Derivation and stability analysis of two-fluid model equations for bubbly flow with bubble oscillations and thermal damping

The two-fluid model with bubble oscillations, proposed by Egashira et al. (2004), can explain the properties of cavitating bubbly flow and pressure wave propagation in the bubbly liquid. However, the viscous effect as well as energy conservation leading to temperature changes inside the bubble with bubble oscillations have not yet been considered. Hence, this study aimed to incorporate the viscous (bulk viscosity and drag) and thermal effects to the previously proposed two-fluid model with bubble oscillations. Bulk viscosity was considered by averaging the shear stress term in the single-phase momentum conservation for a Newtonian fluid, and the drag was introduced by transforming the interfacial shear stress. We derived the averaged energy conservation for a general two-phase flow with a thermal conduction inside bubbles and heat transfer between the two phases, and limited this equation to that for a bubbly flow by closing the interfacial temperature gradient term via constitutive equations for a single bubble. Furthermore, we investigated the stability of our proposed one-dimensional model equations using the dispersion analysis.

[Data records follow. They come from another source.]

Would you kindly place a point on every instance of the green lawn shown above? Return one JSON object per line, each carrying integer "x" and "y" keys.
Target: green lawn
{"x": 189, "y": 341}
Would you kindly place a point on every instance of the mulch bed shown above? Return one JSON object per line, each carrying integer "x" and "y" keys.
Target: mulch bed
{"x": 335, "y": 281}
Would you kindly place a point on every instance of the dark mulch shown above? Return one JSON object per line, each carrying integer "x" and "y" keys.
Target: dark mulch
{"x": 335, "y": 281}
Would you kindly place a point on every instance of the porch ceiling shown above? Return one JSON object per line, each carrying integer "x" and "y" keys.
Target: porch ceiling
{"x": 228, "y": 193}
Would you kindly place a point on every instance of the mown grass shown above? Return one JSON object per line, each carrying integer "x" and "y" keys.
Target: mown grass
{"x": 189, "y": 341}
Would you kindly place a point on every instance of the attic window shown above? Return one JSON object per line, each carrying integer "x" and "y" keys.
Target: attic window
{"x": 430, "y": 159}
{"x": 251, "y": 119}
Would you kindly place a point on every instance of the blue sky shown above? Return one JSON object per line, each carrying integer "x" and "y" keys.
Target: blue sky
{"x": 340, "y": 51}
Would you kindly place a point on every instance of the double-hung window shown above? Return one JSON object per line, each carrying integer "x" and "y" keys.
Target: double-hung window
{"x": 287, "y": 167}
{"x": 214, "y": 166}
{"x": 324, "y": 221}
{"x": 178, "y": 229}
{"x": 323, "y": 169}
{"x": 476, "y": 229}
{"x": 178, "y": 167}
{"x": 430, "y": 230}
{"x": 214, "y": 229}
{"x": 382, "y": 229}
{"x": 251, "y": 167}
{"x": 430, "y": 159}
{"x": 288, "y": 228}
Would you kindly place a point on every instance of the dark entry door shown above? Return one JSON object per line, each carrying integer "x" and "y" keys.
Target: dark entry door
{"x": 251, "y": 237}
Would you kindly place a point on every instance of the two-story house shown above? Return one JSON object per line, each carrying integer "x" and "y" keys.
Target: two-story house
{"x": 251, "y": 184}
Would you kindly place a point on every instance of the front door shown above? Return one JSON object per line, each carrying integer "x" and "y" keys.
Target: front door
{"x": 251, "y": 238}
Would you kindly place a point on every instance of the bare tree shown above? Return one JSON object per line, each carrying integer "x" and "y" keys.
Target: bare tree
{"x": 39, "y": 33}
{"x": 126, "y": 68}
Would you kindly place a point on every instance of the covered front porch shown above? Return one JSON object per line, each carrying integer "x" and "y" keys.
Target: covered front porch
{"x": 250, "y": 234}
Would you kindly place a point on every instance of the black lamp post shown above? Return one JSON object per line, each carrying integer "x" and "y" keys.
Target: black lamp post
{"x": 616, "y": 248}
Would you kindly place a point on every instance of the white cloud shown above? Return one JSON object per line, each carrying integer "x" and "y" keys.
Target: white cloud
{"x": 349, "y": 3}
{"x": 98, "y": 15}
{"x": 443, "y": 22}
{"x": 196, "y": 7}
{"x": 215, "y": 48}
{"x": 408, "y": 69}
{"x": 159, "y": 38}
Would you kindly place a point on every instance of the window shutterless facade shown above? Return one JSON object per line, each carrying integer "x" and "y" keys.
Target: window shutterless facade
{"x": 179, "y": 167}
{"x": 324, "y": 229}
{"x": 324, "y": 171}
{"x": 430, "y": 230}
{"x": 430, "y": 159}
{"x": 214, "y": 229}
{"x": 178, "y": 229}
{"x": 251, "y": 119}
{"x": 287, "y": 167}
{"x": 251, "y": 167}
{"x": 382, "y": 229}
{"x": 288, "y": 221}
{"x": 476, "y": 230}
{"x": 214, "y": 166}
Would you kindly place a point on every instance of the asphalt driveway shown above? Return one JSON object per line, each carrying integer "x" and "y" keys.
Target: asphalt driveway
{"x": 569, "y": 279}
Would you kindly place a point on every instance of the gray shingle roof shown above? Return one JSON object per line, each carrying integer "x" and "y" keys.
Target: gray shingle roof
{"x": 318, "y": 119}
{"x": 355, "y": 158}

This analysis provided the following insight: (i) The difference in the temperature gradient models had a slight effect on the stability of the proposed model equations; (ii) the thermal conduction inside the bubbles was dominant in the thermal damping in bubbly flows rather than the heat transfer between the two phases; (iii) incorporating both the bulk viscosity and drag stabilized the proposed model equations. Our results provide insights into the development of mathematical models to investigate the thermal effects in bubbly flow with bubble oscillations, such as cavitating bubbly flow and wave propagation in bubbly liquids.